Adalgisa odiava il traffico. Pensò effettivamente che nessuno lo amasse, al mondo, ma lei lo odiava in maniera particolare.
Inoltre, col fatto che passavano i motorini e lei no, la mandava in bestia.
Il semaforo scattò di nuovo in verde, ma non c’era verso di poter passare, perché dall’altra parte la gente era passata col giallo bloccando l’incrocio, ancora e ancora.
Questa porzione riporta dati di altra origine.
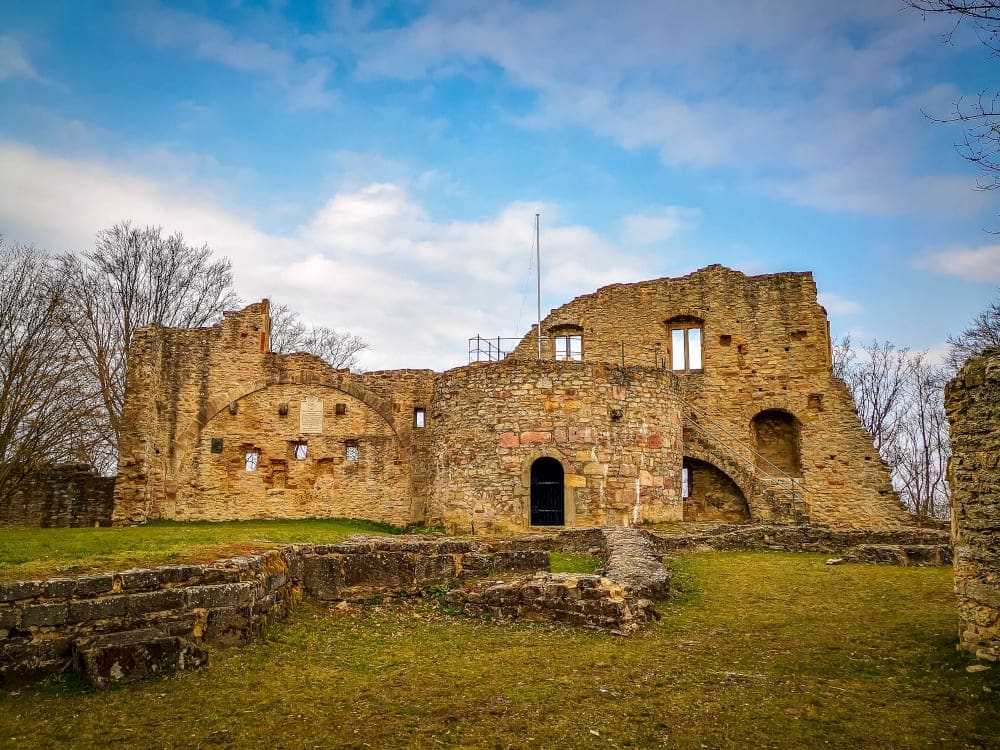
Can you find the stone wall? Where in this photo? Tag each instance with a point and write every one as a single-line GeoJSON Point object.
{"type": "Point", "coordinates": [215, 425]}
{"type": "Point", "coordinates": [200, 402]}
{"type": "Point", "coordinates": [972, 400]}
{"type": "Point", "coordinates": [43, 624]}
{"type": "Point", "coordinates": [615, 431]}
{"type": "Point", "coordinates": [765, 348]}
{"type": "Point", "coordinates": [66, 495]}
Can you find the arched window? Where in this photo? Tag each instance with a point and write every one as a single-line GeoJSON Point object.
{"type": "Point", "coordinates": [685, 343]}
{"type": "Point", "coordinates": [567, 342]}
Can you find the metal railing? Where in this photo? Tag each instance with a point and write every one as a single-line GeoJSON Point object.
{"type": "Point", "coordinates": [620, 352]}
{"type": "Point", "coordinates": [775, 476]}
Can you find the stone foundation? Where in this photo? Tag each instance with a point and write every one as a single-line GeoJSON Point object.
{"type": "Point", "coordinates": [362, 566]}
{"type": "Point", "coordinates": [45, 624]}
{"type": "Point", "coordinates": [586, 600]}
{"type": "Point", "coordinates": [972, 401]}
{"type": "Point", "coordinates": [806, 539]}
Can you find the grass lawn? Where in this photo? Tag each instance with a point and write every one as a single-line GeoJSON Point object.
{"type": "Point", "coordinates": [759, 650]}
{"type": "Point", "coordinates": [39, 553]}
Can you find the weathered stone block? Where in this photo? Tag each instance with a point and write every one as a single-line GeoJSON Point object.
{"type": "Point", "coordinates": [229, 626]}
{"type": "Point", "coordinates": [44, 615]}
{"type": "Point", "coordinates": [11, 591]}
{"type": "Point", "coordinates": [139, 579]}
{"type": "Point", "coordinates": [93, 585]}
{"type": "Point", "coordinates": [25, 660]}
{"type": "Point", "coordinates": [154, 601]}
{"type": "Point", "coordinates": [134, 655]}
{"type": "Point", "coordinates": [220, 595]}
{"type": "Point", "coordinates": [104, 608]}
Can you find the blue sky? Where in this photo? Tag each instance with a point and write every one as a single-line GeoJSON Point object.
{"type": "Point", "coordinates": [378, 166]}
La ragazza ricordò di quando era andata un giorno sull’aereo. Non c’era la minima traccia di altri aerei, né di semafori, tranne che quella volta.
Osservava annoiata oltre l’oblò quando un semaforo fece capolino fra le nuvole.
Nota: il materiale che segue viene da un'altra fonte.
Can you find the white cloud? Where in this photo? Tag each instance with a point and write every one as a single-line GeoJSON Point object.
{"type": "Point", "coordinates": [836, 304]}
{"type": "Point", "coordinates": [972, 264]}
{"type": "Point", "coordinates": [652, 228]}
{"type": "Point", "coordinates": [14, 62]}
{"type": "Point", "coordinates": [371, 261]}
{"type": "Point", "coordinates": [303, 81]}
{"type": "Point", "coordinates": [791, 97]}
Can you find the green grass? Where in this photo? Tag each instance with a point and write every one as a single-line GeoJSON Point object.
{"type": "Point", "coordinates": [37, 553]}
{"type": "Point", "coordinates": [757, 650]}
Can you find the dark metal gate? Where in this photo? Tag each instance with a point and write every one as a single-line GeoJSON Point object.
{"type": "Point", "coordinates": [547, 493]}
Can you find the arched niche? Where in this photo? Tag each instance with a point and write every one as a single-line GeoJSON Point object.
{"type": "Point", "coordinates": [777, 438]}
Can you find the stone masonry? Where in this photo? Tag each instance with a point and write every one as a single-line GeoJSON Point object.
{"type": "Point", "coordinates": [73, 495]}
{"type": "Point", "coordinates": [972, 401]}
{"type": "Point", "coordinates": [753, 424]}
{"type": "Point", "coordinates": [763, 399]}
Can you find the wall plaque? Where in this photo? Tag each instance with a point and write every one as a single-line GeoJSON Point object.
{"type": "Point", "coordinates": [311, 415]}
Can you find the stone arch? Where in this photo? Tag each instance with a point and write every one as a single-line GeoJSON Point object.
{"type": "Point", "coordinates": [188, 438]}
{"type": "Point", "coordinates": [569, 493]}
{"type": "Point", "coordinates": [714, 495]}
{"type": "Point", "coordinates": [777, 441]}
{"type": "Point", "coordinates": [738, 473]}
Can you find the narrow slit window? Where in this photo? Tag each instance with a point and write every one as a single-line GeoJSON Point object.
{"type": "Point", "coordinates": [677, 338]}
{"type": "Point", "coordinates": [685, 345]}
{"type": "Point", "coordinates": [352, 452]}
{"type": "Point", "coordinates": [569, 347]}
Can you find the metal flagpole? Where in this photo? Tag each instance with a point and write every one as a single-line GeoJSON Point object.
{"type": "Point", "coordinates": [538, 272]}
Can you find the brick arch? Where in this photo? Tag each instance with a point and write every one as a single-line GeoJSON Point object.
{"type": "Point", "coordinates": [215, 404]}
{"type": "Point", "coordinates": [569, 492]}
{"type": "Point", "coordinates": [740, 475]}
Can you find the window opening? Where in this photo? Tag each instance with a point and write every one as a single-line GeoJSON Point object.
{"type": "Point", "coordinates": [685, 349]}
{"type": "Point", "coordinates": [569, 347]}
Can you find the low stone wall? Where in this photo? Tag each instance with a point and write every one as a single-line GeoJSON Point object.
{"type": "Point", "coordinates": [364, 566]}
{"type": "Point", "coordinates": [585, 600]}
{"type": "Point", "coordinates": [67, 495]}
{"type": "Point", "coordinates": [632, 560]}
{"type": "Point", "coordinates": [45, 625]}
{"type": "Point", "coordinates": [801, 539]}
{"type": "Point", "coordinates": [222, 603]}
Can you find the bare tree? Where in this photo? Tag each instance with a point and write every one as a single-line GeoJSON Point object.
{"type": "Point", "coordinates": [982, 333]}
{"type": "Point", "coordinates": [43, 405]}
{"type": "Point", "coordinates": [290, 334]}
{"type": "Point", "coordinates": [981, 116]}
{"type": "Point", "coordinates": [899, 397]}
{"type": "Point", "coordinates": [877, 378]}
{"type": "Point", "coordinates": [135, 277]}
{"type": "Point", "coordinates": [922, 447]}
“Qui non potete passare finché non lo dico io!”
Così aveva esclamato, ma prima che lei potesse ribattere o segnalare all’hostess il problema, due figure fatte totalmente del bianco delle nuvole ribatterono accalorate. Allora non era a loro che si riferiva.
“Ma dobbiamo assolutamente andare in un punto imprecisato! E dai, chiudi un occhio!”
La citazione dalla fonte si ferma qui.